Ash Magazine Issue 1 Read online


Ash Magazine, Issue One, March 2008

  Copyright Josh Cook 2008-2011

  Publisher

  Lord Haywire

  Editor

  Michael Guzzetti

  Art Directors

  Sean Christensen & Stefan Saito

  This issue consists of:

  Front Cover Art by Michelle Chorwat

  Back Cover Art by Lord Haywire

  Art by Sean Christensen

  Art by Stefan Saito

  Stories:

  loquor, loqui, locutus sum by Alan Orr

  Memory is a Funny Thing by Christopher Bowers

  The Intrusion of What Appears to be a Spaceship by Brandon S. Wright

  Date of Death by M. S. Smith

  We Glimpse the Zoo by Vanya Schroeder

  Exhale by Joseph Kersian

  House of God by E. C. Hilty

  My Work Excuse by Lord Haywire

  The Gummy Wars by M. M. Garcia

  Giles Criplegate by Evan Cooper

  Ash Magazine is always accepting submissions from artists and writers. Visit ashmagazine.net for news about Ash Magazine.

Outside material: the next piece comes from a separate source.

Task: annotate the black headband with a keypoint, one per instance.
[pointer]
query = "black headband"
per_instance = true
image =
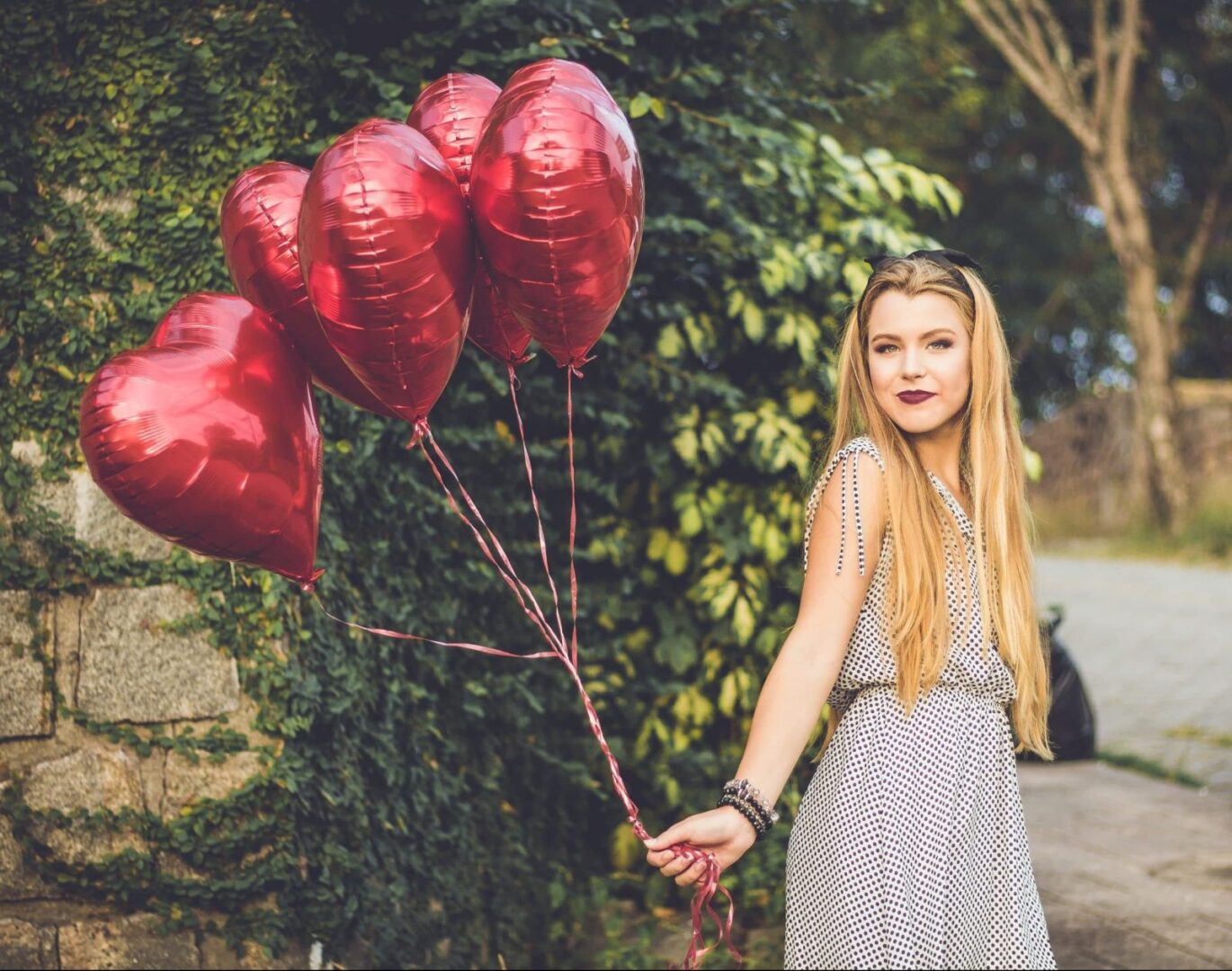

  loquor, loqui, locutus sum

  By Alan Orr

  On our first date last week, Havila insisted she buy the coffee and a big piece of carrot cake. I would’ve liked to taste them both, but when we sat down she reached her hand across the table and pressed her palm over my mouth. I was unsure of what to make of the situation, so I didn’t say anything. I tried to speak, to tell her to be careful of her dangling sleeve—it was close to touching the carrot cake’s icing. But my words came out as mumbles, and she kept her hand tight on my lips. So I pointed instead.

  She seemed to understand. “Oh, thanks,” she said and swung her chair around the table. “How’s that?”

  I shrugged and nodded.

  Then she told me how her day had been. I listened as she told me about screen printing tee-shirts for a student group she was in. Then she asked me how my day was.

  I spoke a muffled, “Okay.”

  She took a sip of coffee. She said I had the same color of brown of hair as her older sister. Her sister was in New York working low on the chain for an advertising company. For spring break Havila visited her, and while her sister worked, she would go down to the street to smoke cigarettes. It was against her sister’s rules to smoke inside.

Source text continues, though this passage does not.